For their own interests, all states within the region are looking to diversify their options, economically and politically. With trade with Syria shuttered and Iraq closing its western border, Jordan is courting investors from China and Russia to minimize economic and security concerns. Turkey has finally abandoned its reluctance to get involved in Syria, launching its first airstrikes last month and agreeing with Washington to organize strikes from Turkish bases and establish a buffer zone in northwest Syria, but only because Ankara sees the perfect opportunity to bomb the PKK, halt the Kurds’ military progress, and preempt any bids for Kurdish autonomy.

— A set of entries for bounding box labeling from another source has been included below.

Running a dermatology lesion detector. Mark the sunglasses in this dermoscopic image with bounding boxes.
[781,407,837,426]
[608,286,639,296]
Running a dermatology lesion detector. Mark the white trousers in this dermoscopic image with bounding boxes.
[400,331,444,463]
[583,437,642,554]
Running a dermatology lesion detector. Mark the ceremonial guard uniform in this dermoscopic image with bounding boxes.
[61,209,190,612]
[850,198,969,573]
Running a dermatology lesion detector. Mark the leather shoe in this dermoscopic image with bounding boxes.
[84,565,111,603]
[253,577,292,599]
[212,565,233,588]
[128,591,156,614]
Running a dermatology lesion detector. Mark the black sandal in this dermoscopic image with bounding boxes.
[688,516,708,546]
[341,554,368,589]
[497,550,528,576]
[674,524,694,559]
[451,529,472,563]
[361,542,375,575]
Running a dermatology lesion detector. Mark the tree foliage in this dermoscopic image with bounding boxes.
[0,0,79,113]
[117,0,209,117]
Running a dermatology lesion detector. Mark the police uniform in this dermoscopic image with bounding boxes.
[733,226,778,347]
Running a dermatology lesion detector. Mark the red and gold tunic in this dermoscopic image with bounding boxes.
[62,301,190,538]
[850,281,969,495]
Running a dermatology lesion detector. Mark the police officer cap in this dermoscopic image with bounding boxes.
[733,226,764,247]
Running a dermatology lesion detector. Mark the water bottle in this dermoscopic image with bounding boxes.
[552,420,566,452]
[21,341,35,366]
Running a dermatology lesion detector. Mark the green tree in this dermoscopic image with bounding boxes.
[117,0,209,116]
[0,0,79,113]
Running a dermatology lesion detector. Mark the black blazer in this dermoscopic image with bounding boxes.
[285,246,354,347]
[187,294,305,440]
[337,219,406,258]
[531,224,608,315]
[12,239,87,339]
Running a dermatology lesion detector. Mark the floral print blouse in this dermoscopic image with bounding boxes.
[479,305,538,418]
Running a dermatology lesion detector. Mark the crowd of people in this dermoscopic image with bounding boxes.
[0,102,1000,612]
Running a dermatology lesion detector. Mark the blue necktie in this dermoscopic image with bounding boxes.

Egypt is receiving increased shipments of U.S. F-16s, missile craft, and weapons systems, but has also intensified cooperation with Moscow in recent months, holding joint naval exercises, striking agreements for natural gas trade and investment, and seeking to purchase arms and advanced weapons systems from the Russians.
These states are seeking to minimize their risks and secure their interests by playing for other opportunities are notable and certainly nothing new. The difference now is that it is happening amid a lack of comprehensive regional strategy from any side, including Washington. The United States is in no way disappearing from the Middle East and remains a major player and partner for these regional states. However, without decisive action and long-term strategy from any side, every actor in the region will find itself with less leverage and fewer options.
Courtney Bliler is a research assistant with the Middle East Program at the Center for the National Interest.